In 2001, then-Rep. Loretta Sanchez explained to the Orange County Register how gerrymandering worked after the 2000 U.S. Census.
“If my colleagues are smart, they’ll pay their $20,000, and Michael [Berman] will draw the district they can win in. Those who have refused to pay? God help them.”
As columnist Dan Walters explained, Berman was a top Democratic Party honcho who pioneered “microtargeting voters” through computer algorithms to gerrymander legislative and congressional districts, which then were drawn by the Democrat-dominated Legislature.
As a result of that and other outrages, in 2008 voters passed Proposition 11, the Voters FIRST Act. It gave redistricting of Assembly and state Senate districts to a new, independent Citizens Redistricting Commission, consisting of 14 members: five from each of the two largest parties, plus four independents. In 2010, 61% of voters passed Proposition 20, the Voters FIRST Act for Congress, giving the commission redistricting authority over districts for U.S. representatives.
That gerrymandered redistricting system of two decades ago is what Gov. Gavin Newsom wants to return to with Proposition 50, which voters will decide on Nov. 4. The official title voters will read itself shows why it ought to be rejected: “AUTHORIZES TEMPORARY CHANGES TO CONGRESSIONAL DISTRICT MAPS IN RESPONSE TO TEXAS’ PARTISAN REDISTRICTING.”
Texas’ redistricting scheme, signed into law on Aug. 29 by Gov. Gregg Abbott and supported by President Trump, indeed is partisan. It changes maps mid-term, before the 2030 Census. And it’s expected to gerrymander several new victories for Republicans. We denounced it in an Aug. 19 editorial.

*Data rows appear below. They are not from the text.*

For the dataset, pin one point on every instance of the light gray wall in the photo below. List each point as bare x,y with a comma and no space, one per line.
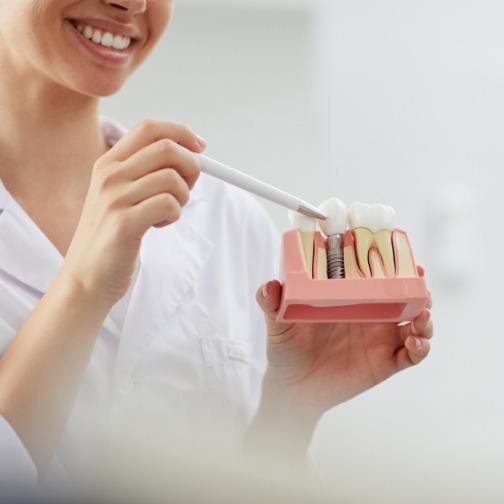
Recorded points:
389,101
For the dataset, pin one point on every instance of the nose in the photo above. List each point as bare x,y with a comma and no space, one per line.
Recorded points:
132,6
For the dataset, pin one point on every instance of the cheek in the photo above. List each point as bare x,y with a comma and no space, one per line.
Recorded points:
160,13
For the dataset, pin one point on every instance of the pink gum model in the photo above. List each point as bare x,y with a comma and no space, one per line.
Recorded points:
390,299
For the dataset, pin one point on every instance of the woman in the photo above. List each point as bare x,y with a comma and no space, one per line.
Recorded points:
127,280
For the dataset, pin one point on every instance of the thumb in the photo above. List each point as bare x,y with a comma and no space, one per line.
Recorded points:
268,297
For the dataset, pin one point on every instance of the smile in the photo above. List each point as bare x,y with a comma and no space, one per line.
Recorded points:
103,38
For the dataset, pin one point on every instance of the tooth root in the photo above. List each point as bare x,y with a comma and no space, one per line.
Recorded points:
405,264
363,241
383,242
376,264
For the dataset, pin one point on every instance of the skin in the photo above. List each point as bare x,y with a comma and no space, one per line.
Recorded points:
111,197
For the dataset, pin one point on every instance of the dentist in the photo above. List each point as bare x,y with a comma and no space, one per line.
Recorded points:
128,282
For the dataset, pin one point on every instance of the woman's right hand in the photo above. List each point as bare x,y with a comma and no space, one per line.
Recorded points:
142,181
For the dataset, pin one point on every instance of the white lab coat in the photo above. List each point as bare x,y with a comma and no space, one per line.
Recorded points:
190,356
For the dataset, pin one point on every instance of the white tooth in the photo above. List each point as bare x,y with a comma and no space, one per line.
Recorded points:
118,42
107,39
302,222
307,227
336,221
88,32
372,227
373,217
97,36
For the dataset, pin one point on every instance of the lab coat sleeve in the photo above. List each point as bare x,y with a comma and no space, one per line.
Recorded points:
16,465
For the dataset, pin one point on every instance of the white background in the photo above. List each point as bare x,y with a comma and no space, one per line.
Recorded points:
383,101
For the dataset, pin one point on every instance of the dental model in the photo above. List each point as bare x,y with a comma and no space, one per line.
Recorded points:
307,227
372,227
334,227
380,282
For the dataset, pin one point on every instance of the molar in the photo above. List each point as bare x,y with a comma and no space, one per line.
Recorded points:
372,227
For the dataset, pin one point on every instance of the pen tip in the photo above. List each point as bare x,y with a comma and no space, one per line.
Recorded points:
311,211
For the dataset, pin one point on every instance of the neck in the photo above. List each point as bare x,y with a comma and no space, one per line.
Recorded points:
49,139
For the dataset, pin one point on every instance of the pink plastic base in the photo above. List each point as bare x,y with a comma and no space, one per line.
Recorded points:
390,299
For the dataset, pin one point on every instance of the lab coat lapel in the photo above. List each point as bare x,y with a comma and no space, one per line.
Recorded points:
171,259
26,254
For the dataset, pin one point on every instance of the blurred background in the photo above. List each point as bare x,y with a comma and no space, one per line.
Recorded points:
382,101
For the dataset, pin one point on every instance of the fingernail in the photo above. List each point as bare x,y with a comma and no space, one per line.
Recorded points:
265,290
201,142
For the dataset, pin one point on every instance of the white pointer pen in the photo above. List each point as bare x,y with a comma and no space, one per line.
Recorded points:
255,186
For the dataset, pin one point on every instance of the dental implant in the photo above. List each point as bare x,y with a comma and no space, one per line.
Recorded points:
334,227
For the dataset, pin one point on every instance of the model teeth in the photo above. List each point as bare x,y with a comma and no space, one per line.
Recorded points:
106,39
372,227
372,217
336,221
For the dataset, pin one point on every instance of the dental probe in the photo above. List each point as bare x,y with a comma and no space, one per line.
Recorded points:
255,186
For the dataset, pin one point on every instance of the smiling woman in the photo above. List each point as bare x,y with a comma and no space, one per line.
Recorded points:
111,248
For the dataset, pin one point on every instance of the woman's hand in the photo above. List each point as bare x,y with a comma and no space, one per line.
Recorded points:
312,367
315,366
142,181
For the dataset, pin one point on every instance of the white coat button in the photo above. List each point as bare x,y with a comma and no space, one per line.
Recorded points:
127,386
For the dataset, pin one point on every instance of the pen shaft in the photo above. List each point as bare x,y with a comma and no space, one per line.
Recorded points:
255,186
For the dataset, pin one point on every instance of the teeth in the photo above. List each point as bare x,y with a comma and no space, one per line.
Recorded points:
374,217
105,39
372,227
307,227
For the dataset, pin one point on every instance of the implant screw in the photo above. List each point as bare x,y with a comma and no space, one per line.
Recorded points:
335,261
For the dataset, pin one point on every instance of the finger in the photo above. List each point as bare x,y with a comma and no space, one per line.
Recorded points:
148,132
161,209
268,296
163,154
416,349
421,326
161,181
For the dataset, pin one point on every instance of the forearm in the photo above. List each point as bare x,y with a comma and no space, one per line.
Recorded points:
40,371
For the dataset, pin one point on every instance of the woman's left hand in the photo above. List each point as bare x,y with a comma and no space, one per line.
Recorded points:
315,366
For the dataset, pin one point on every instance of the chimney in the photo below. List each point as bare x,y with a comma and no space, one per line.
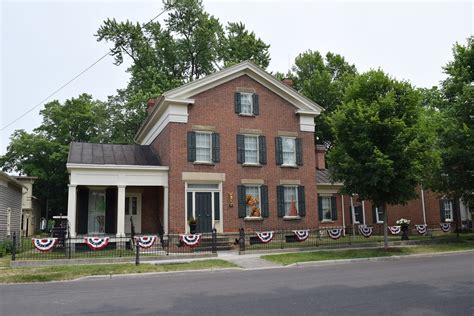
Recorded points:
320,157
288,82
150,104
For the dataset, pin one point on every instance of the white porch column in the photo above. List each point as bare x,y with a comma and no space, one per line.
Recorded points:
165,210
71,209
121,211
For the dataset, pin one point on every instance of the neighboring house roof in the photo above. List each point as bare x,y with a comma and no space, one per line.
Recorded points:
112,154
183,94
323,177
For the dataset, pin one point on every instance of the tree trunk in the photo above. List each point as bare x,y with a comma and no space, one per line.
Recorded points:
385,227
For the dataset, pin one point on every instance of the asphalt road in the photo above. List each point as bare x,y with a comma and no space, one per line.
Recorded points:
442,285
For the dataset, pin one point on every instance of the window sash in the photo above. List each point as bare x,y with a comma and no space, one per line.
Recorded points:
290,193
251,149
246,103
203,147
289,151
255,192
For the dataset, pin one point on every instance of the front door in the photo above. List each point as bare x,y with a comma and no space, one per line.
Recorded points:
203,212
133,211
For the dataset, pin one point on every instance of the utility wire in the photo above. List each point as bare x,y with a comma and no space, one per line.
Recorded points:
71,80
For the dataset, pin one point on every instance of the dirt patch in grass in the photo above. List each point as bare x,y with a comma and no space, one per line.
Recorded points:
71,272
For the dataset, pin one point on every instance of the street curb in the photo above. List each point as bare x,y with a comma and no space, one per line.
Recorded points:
374,259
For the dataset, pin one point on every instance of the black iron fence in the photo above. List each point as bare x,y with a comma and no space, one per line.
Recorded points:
102,246
333,237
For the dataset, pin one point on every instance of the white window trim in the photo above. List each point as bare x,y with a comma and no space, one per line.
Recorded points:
294,152
259,201
251,104
258,151
296,201
210,148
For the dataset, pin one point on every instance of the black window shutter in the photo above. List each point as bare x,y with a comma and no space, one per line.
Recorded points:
333,208
262,148
256,107
240,149
320,207
216,148
442,213
264,200
242,202
237,102
191,146
190,205
299,152
217,206
301,202
280,201
278,151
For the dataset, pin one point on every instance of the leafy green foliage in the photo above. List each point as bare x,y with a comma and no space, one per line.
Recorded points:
380,151
323,80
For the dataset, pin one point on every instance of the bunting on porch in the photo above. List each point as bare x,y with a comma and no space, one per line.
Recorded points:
265,237
301,235
190,240
445,227
335,233
395,230
145,242
44,244
365,231
421,229
96,243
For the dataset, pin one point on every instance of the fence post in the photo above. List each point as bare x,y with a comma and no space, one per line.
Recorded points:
214,240
14,246
137,252
241,239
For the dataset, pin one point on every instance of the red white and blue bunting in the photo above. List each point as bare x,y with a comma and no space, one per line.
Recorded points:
265,237
365,231
335,233
301,235
445,227
395,230
97,243
145,242
421,229
44,244
190,240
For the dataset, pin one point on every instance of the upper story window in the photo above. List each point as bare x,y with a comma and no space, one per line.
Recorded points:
289,151
251,150
246,103
327,208
203,147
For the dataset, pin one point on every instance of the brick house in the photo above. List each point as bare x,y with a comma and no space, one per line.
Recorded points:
204,149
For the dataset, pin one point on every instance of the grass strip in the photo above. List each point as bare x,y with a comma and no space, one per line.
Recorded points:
71,272
290,258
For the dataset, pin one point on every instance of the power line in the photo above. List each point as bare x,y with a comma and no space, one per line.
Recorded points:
71,80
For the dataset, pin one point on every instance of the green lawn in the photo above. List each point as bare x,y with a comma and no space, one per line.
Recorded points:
70,272
290,258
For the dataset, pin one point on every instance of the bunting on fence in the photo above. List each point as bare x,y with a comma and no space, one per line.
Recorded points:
421,229
445,227
365,231
190,240
44,244
96,243
395,230
265,237
335,233
145,242
301,235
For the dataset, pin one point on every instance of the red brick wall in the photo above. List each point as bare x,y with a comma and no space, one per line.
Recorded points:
215,107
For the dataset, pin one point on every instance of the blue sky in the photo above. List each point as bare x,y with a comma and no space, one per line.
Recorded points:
45,43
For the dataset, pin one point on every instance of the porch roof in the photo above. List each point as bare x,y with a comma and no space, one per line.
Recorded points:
112,154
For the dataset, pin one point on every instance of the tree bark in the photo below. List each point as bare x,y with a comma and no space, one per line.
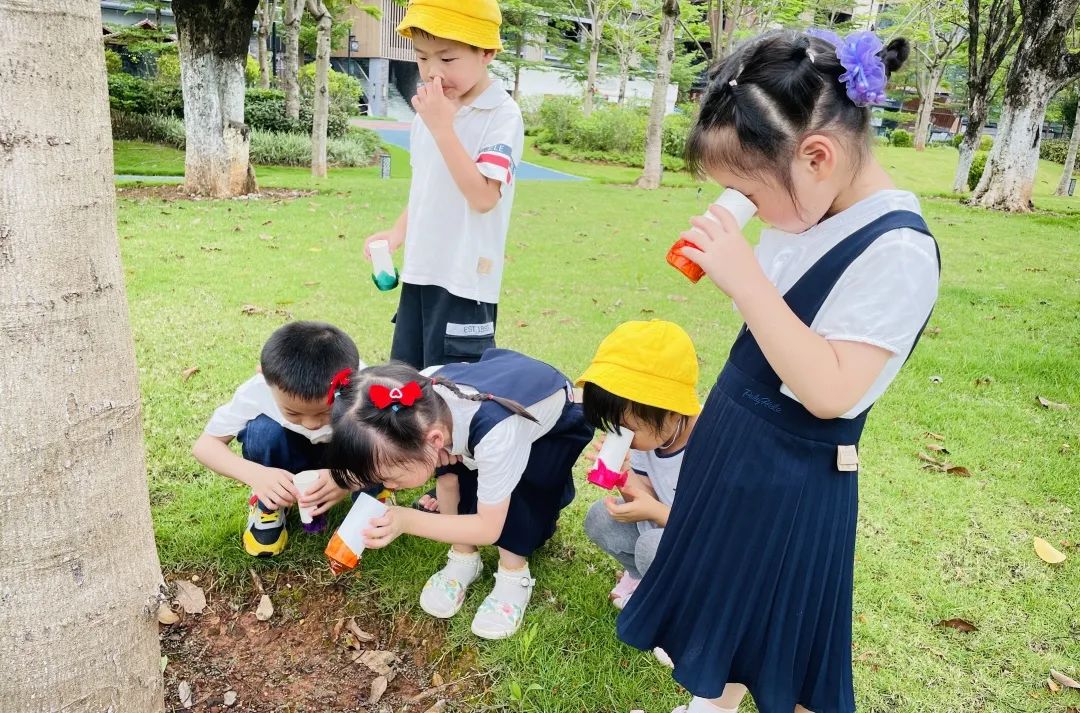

This is California, not Texas. To fight an attack on democracy in Texas, we shouldn’t attack democracy here with a Rube Goldberg scheme designed to advance Newsom’s presidential profile and pad his fundraising lists. As Mom taught: Two wrongs don’t make a right.
As a practical matter, California making this move will only further inflame the gerrymandering problem, encouraging a further spiral of gerrymandering offsetting Democratic gains in other states. Bad actions often yield more bad actions.
There’s also a fair question: Will this really be temporary? If California Democrats are successful at getting voters to let them gerrymander the state, do you think the state’s dominant party will simply give up power and let more Republicans get elected in the future?
One of the best things Props. 11 and 20 did was instruct the commission to draw district lines close to the physical boundaries of cities and counties, which each have different needs best not divided, when possible. The gerrymandered Prop. 50 districts passed by the Legislature would end that and stick them with polities often of disparate conditions and needs.
Norco Mayor Greg Newton told the newspaper his city “will not receive the same level of advocacy or support in a (new) district that crosses county lines, with much larger cities who have different needs than Norco.” This is the sort of problem communities across California will see if Newsom gets his way and California is gerrymandered.
The California Redistricting Commission has worked fine. It’s protecting our democracy. It’s ensuring a reasonable degree of representation for more conservative Californians. Proposition 50 undermines all of this just to spit in the face of California Republicans.